On Wednesday, that judge, Federal Magistrate Judge Robert Levy, ruled that Hynes would not be spared. Hynes, based on the judge's ruling, will have to sit for a deposition with Collins' lawyer, Joel Rudin, in August. The judge also rejected the city's bid to keep the deposition sealed. Hynes, who is running for a seventh term, is set to square off in a Democratic primary in September.
Outside the courtroom in Brooklyn, Collins said he was excited about the prospect of questioning Hynes.
"I think it's finally vindication to really confront him and have him answer under oath why he permitted the horrendous misconduct in my case to occur and why he failed to do anything about it," Collins said.
Lawyers for the city have rejected the claims that Hynes has been condoning misconduct. And they have portrayed Rudin's efforts to question him under oath as a stunt to humiliate the district attorney.
"Regrettably, plaintiff's fierce resistance to deposing other senior officials, together with his apparent proclivity to litigate this case in the press, betrays his motives: To embarrass the District Attorney by ambushing him with pointed questions from 50 separate cases that have been litigated in his office for the past 30 years or more, and then to play 'gotcha' when the DA understandably cannot recall specifics or details," city lawyers said in court papers.
Rudin has alleged in the lawsuit that Hynes' tacit policy of overlooking misconduct has led to repeated instances in which witnesses were secretly coerced into giving false testimony, exculpatory evidence was withheld, and coverups were mounted when defendants appealed. Rudin has asserted that he has found nearly 60 cases in which some or all of that kind of misconduct took place. In all those instances, Rudin asserts, no prosecutor involved was ever disciplined. Instead, he has claimed in court papers, Hynes has "praised and promoted them, thereby encouraging future constitutional violations to occur."
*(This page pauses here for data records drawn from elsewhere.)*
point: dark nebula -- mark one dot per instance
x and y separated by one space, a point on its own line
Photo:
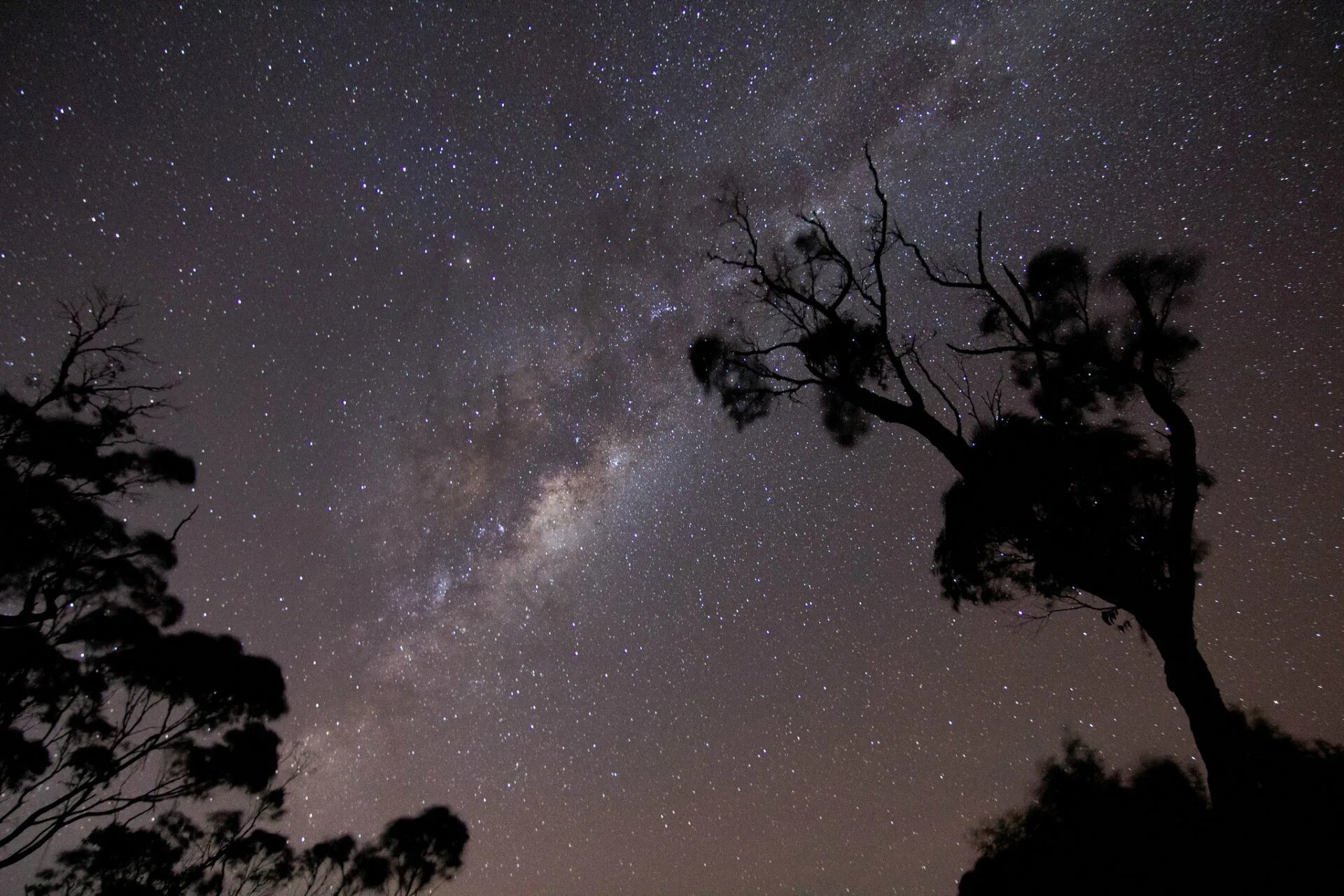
428 274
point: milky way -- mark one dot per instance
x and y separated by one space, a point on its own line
428 277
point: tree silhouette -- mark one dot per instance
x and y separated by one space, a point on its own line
1075 464
232 853
1092 832
108 715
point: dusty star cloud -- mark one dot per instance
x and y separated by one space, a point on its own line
428 276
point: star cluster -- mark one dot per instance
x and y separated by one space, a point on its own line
426 274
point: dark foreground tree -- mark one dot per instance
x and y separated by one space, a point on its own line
1091 832
109 716
1075 464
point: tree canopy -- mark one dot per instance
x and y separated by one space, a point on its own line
1058 409
1091 830
113 720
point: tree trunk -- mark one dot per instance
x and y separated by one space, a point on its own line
1218 736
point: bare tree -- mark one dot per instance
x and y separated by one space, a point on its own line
1075 464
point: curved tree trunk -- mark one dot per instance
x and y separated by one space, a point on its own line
1218 736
Rudin has also argued that the pervasiveness of misconduct in Hynes' office demonstrates that prosecutors are improperly trained to handle exculpatory evidence when they discover it. In fact, he claims that prosecutors "were permitted and/or encouraged to refrain from making any record of false or inconsistent out-of-court statements of prospective prosecution witnesses." That way, they'd never have to turn such material over to the defense as the law requires, Rudin has claimed in the lawsuit.
All of this, Rudin has alleged, produced "overall deliberate indifference" to misconduct in Hynes' office. And that attitude, he has said, helped explain the misconduct that Rudin has alleged against the lead prosecutor in Collins' murder case decades ago. Rudin has accused that prosecutor, Michael Vecchione, of having engineered false testimony against Collins and then having overseen an effort to deny him access to records that might have freed him from prison. Collins was released after 16 years after he won a rare bid in federal court to have his case re-examined.
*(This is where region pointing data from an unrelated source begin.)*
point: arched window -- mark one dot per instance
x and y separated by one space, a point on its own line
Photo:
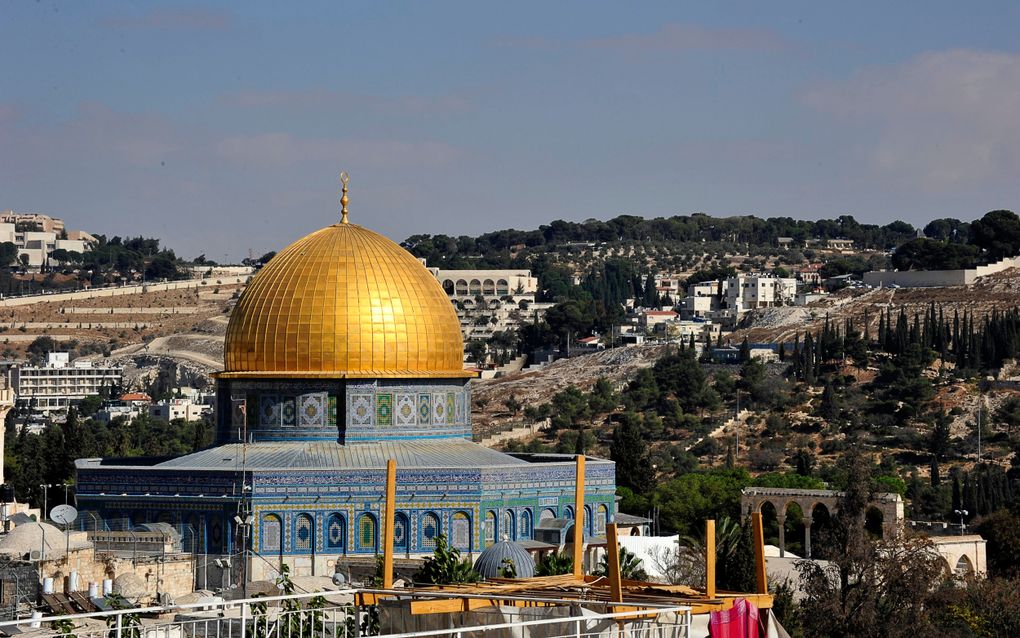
506 527
429 530
304 533
271 527
336 533
400 532
524 529
601 518
460 531
367 533
490 528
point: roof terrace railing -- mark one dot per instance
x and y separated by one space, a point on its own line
319 615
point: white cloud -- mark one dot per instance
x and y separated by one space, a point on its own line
939 121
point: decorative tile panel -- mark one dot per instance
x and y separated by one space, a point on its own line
361 409
384 408
288 411
268 409
405 411
424 409
312 409
439 409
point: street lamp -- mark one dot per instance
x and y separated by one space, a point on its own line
962 513
45 487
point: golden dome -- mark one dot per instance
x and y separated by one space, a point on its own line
344 302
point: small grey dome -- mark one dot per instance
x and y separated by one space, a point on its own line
490 562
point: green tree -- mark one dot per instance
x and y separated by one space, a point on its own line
631 568
629 451
446 567
557 563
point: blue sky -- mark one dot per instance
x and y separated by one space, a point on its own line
221 127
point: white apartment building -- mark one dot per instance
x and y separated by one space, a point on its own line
489 284
59 383
180 408
37 245
702 300
758 291
735 295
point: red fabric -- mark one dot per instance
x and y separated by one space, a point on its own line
741 621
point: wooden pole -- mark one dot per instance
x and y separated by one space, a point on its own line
758 537
579 519
710 558
615 585
390 516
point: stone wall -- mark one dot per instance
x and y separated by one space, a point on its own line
173 574
930 279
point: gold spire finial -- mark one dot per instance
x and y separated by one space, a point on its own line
344 179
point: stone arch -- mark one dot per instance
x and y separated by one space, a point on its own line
524 525
430 529
271 534
336 533
770 522
508 525
490 528
304 533
820 519
368 533
401 533
793 528
460 531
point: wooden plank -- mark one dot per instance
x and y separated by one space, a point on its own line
391 507
613 562
579 517
761 579
710 558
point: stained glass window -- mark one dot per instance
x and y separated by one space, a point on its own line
336 529
366 532
429 530
270 532
460 533
490 528
507 526
304 533
524 530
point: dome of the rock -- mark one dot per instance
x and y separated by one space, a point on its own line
344 302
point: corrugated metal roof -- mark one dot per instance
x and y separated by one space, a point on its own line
324 454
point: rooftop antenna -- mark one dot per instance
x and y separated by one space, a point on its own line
344 179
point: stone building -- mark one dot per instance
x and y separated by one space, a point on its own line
343 352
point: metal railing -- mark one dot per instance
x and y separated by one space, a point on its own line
322 615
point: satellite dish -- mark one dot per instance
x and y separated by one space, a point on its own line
64 514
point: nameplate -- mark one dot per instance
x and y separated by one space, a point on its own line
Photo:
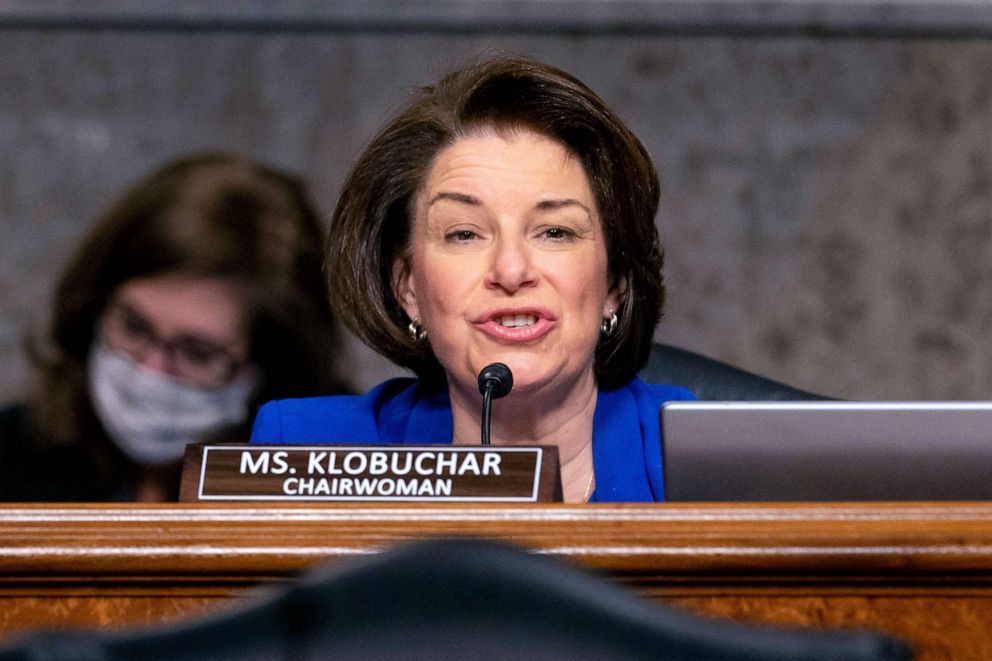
381 473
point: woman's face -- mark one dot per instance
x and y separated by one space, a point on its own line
508 261
191 327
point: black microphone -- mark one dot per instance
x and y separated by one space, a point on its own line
495 381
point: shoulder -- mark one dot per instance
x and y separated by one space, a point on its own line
333 419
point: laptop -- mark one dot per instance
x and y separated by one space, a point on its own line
826 451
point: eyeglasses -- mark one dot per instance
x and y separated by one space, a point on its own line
191 358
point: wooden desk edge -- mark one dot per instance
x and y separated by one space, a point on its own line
922 542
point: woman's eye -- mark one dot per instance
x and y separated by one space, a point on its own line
461 236
557 233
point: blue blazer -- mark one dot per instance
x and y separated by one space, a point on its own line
626 437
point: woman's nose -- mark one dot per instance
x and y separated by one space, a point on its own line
157 358
512 266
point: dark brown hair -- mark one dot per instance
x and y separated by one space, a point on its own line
371 225
212 215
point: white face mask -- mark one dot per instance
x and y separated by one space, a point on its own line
151 416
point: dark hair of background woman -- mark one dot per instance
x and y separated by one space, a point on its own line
371 225
209 215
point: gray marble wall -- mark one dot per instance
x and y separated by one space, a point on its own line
827 206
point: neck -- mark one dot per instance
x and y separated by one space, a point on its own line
563 418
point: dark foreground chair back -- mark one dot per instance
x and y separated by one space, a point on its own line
713 380
455 599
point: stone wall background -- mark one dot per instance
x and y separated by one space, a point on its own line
827 205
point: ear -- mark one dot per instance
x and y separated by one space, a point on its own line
615 297
403 287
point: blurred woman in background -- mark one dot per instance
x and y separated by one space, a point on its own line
196 296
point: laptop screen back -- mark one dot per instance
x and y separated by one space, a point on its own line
827 451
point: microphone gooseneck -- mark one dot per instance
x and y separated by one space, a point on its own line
495 381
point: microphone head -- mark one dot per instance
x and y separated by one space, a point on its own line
498 377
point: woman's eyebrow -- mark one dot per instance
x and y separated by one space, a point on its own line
553 205
456 197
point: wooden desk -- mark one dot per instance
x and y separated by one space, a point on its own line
920 571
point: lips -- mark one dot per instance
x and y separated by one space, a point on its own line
516 325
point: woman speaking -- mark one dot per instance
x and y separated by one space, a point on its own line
507 215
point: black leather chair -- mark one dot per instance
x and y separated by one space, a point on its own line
455 599
713 380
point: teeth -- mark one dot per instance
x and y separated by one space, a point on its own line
517 320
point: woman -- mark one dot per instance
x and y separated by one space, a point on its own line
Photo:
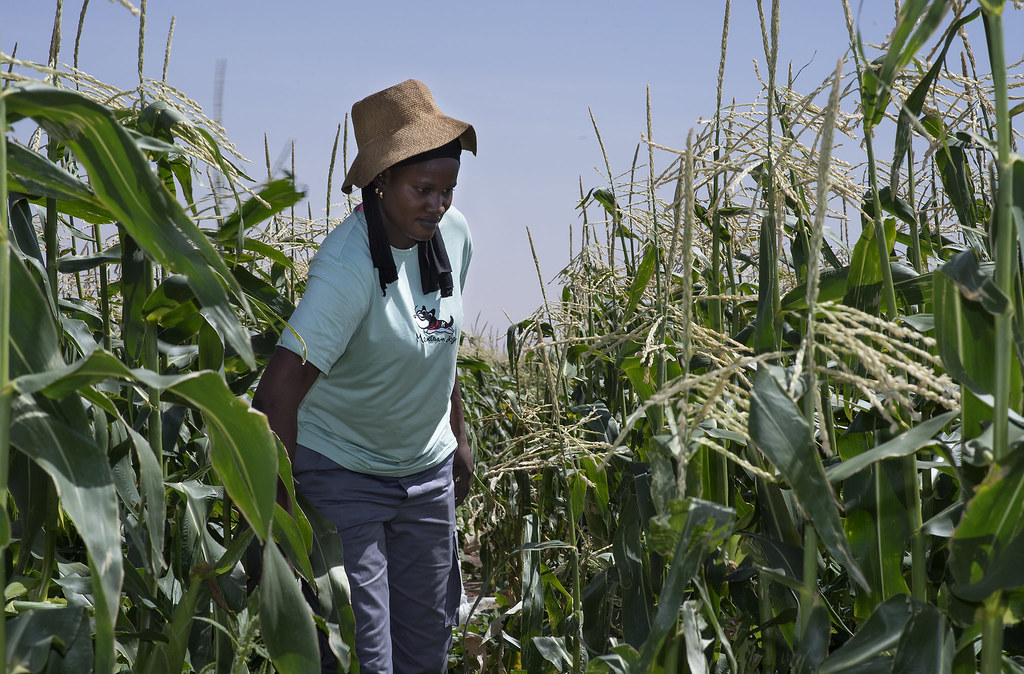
363 390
Vecchione has denied each and every one of Rudin's claims, and lawyers for the city have continued to insist that Collins is guilty.
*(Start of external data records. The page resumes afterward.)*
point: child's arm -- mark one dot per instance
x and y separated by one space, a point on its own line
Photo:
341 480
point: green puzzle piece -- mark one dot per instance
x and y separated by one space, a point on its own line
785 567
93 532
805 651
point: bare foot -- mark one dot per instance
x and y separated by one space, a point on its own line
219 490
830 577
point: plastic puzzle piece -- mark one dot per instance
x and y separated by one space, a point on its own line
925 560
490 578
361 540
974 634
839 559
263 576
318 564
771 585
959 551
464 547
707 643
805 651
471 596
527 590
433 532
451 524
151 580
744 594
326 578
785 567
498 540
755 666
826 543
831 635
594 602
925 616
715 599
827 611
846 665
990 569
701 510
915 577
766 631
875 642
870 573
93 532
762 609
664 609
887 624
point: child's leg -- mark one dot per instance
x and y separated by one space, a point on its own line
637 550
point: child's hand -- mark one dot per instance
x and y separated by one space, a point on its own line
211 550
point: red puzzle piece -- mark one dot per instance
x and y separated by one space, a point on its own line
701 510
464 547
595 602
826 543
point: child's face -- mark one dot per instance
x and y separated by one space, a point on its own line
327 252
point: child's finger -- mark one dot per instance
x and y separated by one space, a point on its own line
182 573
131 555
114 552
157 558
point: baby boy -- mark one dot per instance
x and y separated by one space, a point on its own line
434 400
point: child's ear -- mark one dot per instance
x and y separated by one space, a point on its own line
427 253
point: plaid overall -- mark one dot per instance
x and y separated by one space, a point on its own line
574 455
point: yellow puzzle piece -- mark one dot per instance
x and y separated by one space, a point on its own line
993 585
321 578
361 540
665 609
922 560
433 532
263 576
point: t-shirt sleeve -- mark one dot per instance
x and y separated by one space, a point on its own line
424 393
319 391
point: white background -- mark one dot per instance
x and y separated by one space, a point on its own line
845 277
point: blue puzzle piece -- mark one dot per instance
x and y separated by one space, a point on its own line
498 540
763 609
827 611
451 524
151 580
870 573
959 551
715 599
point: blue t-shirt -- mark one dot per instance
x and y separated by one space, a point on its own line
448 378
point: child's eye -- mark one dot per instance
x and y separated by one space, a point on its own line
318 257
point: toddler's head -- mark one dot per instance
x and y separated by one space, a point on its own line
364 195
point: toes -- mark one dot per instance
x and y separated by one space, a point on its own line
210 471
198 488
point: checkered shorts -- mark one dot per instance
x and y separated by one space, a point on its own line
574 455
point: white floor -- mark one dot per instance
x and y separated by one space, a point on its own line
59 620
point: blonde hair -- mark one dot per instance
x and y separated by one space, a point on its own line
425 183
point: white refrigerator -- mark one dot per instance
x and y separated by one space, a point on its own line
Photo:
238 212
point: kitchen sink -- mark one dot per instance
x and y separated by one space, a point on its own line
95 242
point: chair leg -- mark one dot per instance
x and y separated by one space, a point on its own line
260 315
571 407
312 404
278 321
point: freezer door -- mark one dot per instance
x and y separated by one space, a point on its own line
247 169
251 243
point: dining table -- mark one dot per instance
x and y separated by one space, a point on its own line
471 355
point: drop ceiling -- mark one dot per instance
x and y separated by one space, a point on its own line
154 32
Vecchione was scheduled to be deposed by Rudin on Friday. However, Vecchione, who has been a principal character in CBS' current series "Brooklyn DA," had asked to have the deposition postponed because he was busy on a case. Judge Levy, however, ordered that Vecchione be deposed no later than June 24.
At the hearing, the city withdrew its argument that certain emails and other records turned over to Rudin and Collins by Hynes' office be kept under court seal.